Estoy completamente seguro de que
quise dirigir el arma contra Duncan. Solamente que, creyendo apuntar al asesino,
en realidad apuntaba contra mí mismo. Fue un error, una simple equivocación, nada
más; pero que me costó la vida.
Tres días después Enid quedaba a
su vez desalojada de este mundo. Y aquí concluye nuestro idilio.
Pero no ha concluido aún. No son
suficientes un tiro y un espectro para desvanecer un amor como el nuestro. Más allá
de la muerte, de la vida y de sus rencores, Enid y yo nos hemos encontrado. Invisibles
dentro del mundo vivo, Enid y yo estamos siempre juntos, esperando el anuncio de
otro estreno cinematográfico.
Hemos recorrido el mundo. Todo es
posible esperar menos que el más leve incidente de un film pase inadvertido a nuestros
ojos. No hemos vuelto a ver más El páramo.
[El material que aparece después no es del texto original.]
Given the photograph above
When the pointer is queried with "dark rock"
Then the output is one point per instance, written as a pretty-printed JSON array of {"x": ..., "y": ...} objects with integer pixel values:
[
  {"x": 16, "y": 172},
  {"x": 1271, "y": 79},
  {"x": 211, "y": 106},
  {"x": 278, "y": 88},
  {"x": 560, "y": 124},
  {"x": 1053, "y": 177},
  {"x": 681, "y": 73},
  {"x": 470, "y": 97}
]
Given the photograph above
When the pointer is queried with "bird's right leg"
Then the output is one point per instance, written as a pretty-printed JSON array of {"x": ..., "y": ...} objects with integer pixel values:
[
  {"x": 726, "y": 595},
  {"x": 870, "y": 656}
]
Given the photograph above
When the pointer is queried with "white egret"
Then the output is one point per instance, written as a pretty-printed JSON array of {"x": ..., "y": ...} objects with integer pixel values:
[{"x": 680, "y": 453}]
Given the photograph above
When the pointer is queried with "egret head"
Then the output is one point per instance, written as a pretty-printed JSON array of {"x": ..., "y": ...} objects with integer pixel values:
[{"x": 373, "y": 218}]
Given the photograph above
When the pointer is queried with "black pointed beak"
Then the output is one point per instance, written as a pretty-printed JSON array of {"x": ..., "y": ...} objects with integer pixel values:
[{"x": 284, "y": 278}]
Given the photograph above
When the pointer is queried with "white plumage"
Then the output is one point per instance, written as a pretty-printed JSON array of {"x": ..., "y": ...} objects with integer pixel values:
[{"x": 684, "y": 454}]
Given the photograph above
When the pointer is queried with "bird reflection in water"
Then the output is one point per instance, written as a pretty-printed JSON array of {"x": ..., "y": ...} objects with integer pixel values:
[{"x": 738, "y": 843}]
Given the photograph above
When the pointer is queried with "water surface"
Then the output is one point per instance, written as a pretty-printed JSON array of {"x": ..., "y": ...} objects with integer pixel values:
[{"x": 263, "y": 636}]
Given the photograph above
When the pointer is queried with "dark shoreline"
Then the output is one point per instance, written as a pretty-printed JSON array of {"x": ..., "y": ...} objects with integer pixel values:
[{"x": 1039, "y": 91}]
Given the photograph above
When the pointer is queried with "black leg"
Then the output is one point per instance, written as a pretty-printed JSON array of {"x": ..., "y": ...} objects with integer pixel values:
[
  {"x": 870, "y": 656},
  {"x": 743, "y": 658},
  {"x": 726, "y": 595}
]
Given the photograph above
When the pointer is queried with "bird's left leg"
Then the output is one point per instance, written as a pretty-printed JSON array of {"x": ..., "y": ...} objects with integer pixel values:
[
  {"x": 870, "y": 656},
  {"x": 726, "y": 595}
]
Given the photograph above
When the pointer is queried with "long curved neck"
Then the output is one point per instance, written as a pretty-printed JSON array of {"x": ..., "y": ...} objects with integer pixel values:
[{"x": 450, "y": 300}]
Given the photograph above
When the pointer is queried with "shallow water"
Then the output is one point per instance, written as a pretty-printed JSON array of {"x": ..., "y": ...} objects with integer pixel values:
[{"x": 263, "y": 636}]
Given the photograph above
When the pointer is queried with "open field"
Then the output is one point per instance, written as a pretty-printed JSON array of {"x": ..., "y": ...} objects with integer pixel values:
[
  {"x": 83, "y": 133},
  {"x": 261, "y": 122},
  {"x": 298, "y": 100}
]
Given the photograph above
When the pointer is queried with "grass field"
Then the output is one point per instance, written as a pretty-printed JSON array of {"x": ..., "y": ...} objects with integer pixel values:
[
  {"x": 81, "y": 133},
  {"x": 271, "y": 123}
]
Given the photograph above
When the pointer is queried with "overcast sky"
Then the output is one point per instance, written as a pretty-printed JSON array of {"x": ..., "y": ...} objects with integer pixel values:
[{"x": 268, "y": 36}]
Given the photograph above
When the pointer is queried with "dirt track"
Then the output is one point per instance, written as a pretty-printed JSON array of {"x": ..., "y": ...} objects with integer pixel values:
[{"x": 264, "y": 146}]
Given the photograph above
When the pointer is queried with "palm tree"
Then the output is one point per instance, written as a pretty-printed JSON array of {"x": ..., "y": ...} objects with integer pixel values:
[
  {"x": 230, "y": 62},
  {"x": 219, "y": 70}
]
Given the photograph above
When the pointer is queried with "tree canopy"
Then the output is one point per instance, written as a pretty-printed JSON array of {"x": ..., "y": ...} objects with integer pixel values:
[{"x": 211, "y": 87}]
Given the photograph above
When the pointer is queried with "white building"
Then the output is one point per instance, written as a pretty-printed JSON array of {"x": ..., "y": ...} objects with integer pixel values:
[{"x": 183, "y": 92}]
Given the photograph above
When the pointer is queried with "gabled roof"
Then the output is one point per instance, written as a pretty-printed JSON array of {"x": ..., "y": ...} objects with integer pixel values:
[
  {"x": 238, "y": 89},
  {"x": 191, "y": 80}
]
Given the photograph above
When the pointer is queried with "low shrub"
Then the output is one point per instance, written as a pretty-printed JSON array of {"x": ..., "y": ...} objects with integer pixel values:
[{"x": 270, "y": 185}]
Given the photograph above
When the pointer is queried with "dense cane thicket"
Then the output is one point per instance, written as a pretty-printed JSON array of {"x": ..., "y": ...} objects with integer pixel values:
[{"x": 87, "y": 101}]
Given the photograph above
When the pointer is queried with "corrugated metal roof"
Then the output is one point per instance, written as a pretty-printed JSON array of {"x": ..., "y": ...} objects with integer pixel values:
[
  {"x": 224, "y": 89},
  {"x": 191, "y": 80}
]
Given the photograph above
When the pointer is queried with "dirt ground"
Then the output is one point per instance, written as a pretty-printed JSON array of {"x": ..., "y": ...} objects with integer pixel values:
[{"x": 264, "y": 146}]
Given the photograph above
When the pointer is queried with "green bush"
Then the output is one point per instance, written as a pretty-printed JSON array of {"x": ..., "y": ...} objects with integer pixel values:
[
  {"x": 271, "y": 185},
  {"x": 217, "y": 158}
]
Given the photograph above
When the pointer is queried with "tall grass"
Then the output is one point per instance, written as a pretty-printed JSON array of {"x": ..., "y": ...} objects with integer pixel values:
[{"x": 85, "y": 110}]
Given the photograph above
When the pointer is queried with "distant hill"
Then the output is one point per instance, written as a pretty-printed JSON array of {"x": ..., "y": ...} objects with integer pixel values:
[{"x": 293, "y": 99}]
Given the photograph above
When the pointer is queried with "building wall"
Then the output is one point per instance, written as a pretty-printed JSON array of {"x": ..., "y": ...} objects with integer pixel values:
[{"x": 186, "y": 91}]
La actuación de Wyoming en él
no puede ya depararnos sorpresas, fuera de las que tan dolorosamente pagamos.
Ahora nuestra esperanza está puesta
en Más allá de lo que se ve. Desde hace siete años la empresa filmadora anuncia
su estreno y hace siete años que Enid y yo esperamos. Duncan es su protagonista;
pero no estaremos más en el palco, por lo menos en las condiciones en que fuimos
vencidos. En las presentes circunstancias, Duncan puede cometer un error que nos
permita entrar de nuevo en el mundo visible, del mismo modo que nuestras personas
vivas, hace siete años, le permitieron animar la helada lámina de su film.
Enid y yo ocupamos ahora, en la niebla
invisible de lo incorpóreo, el sitio privilegiado de acecho que fue toda la fuerza
de Wyoming en el drama anterior. Si sus celos persisten todavía, si se equivoca
al vernos y hace en la tumba el menor movimiento hacia afuera, nosotros nos aprovecharemos.
La cortina que separa la vida de la muerte no se ha descorrido únicamente en su
favor, y el camino está entreabierto. Entre la Nada que ha disuelto lo que fue Wyoming,
y su eléctrica resurrección, queda un espacio vacío. Al más leve movimiento que
efectúe el actor, apenas se desprenda de la pantalla, Enid y yo nos deslizaremos
como por una fisura en el tenebroso corredor. Pero no seguiremos el camino hacia
el sepulcro de Wyoming; iremos hacia la Vida, entraremos en ella de nuevo. Y es
el mundo cálido del que estamos expulsados, el amor tangible y vibrante de cada
sentido humano, lo que nos espera entonces a Enid y a mí.
Dentro de un mes o de un año, ella
llegará. Sólo nos inquieta la posibilidad de que Más allá de lo que se ve se
estrene bajo otro nombre, como es costumbre en esta ciudad. Para evitarlo, no perdemos
un estreno. Noche a noche entramos a las diez en punto en el Gran Splendid, donde
nos instalamos en un palco vacío o ya ocupado, indiferentemente.